Infection with T. gondii has been associated with traffic accidents [8] and reflex impairment [26]. In the present study, drivers with traffic accidents had a higher, but not statistically significant, seroprevalence of T. gondii infection than drivers without traffic accidents. The lack of association of T. gondii infection and traffic accidents may be due to a small sample size of our study population. However, since reflexes impairment showed a borderline (P = 0.05) association with T. gondii exposure in the present study we further assess whether seropositivity to T. gondii in the subset of drivers with traffic accidents differ between drivers with reflexes impairment and those without this impairment. Remarkably, seroprevalence of T. gondii infection in the subset of drivers with traffic accidents was significantly higher in drivers with reflex impairment than in those without this impairment. Results thus suggest that infection with T. gondii might lead to reflexes impairment that in turn may contribute for traffic accidents. Chronic infection with T. gondii has been associated with slowing of neural processing speed [27], reduced psychomotor performance and changes in behavior [28]. In the present study, we also found that T. gondii infection was associated with hearing impairment. This impairment might also contribute for traffic accidents. Infection with T. gondii has been associated with hearing loss in congenital toxoplasmosis.
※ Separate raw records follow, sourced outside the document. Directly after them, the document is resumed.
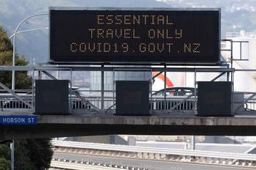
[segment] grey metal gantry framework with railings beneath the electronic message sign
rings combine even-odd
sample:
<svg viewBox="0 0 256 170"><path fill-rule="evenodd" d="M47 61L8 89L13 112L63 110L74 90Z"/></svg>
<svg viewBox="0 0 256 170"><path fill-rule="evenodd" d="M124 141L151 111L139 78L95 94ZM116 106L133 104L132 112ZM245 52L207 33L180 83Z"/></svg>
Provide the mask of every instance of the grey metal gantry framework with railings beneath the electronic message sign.
<svg viewBox="0 0 256 170"><path fill-rule="evenodd" d="M46 14L42 14L46 15ZM216 81L218 78L226 75L226 81L232 82L232 92L234 93L234 73L244 71L255 71L255 70L235 70L233 68L233 51L232 51L232 40L223 40L223 42L230 42L230 49L223 49L230 53L230 59L222 61L218 65L179 65L179 64L138 64L136 67L132 65L124 64L40 64L39 66L1 66L0 71L28 71L32 76L32 89L8 89L7 86L1 84L2 92L0 93L0 109L1 111L29 111L35 112L35 79L42 79L45 75L47 78L57 80L51 72L67 72L70 76L70 86L74 85L73 77L74 72L79 71L95 71L101 73L101 89L99 90L88 90L86 95L79 95L78 92L85 92L85 90L71 89L69 93L69 106L71 112L84 112L96 111L96 112L107 112L112 110L114 113L115 109L115 73L118 72L158 72L152 78L149 79L151 83L149 98L151 103L150 111L155 114L161 113L172 113L172 112L186 112L193 111L196 114L196 86L197 77L199 73L218 73L215 78L210 81ZM238 42L238 41L235 41ZM238 42L243 43L243 42ZM247 42L246 42L247 43ZM240 45L241 46L241 45ZM222 57L223 58L223 57ZM240 57L241 58L241 57ZM104 89L104 73L113 73L113 89ZM194 74L194 94L184 97L169 97L166 96L166 73L168 72L188 72ZM164 95L153 96L152 95L152 81L157 78L158 75L164 73ZM36 76L35 76L36 75ZM230 76L231 75L231 76ZM0 82L1 83L1 82ZM76 93L77 91L77 93ZM30 92L30 93L29 93ZM249 96L250 94L250 96ZM250 111L255 109L255 93L246 92L243 93L244 100L241 103L236 103L235 108L232 109L235 112L241 112L244 109L243 106L249 108ZM79 100L76 100L79 98ZM74 105L72 103L75 103ZM232 101L234 103L234 101ZM163 104L163 105L162 105ZM238 105L239 104L239 105ZM86 107L85 107L86 106Z"/></svg>

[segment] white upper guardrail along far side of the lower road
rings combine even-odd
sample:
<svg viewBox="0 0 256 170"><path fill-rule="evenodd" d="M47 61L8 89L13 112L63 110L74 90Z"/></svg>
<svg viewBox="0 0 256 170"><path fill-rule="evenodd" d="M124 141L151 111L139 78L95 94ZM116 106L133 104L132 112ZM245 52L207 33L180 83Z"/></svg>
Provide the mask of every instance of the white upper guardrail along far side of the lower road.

This hearing loss is likely caused by inflammation induced by tachyzoites of T. gondii [29]. Congenital hearing loss has not always been associated with primary infection during pregnancy [30], and very little is known about hearing loss caused by T. gondii in adults. In a previous study in an ethnic group (Tepehuanos) in Durango, Mexico, we found a significantly higher seroprevalence of IgM antibodies against T. gondii in subjects suffering from hearing impairment than those without this impairment [31]. It is unclear whether infection with T. gondii may affect the inner ear. However, dizziness -a symptom that may reflect disease in the inner ear- has been associated with T. gondii infection in the ethnic group of Huicholes [32] and in migrant agricultural workers in Durango, Mexico [33]. Further research to elucidate the role of T. gondii infection in inner ear disease is needed.

Conclusions

Results of this first case–control study suggest that interstate truck drivers in Mexico are at increased risk for T. gondii infection, and that T. gondii exposure may impact the health of truck drivers. Contributing factors for T. gondii exposure such as horsemeat should be taken into account for the design of optimal prevention measures against T. gondii infection.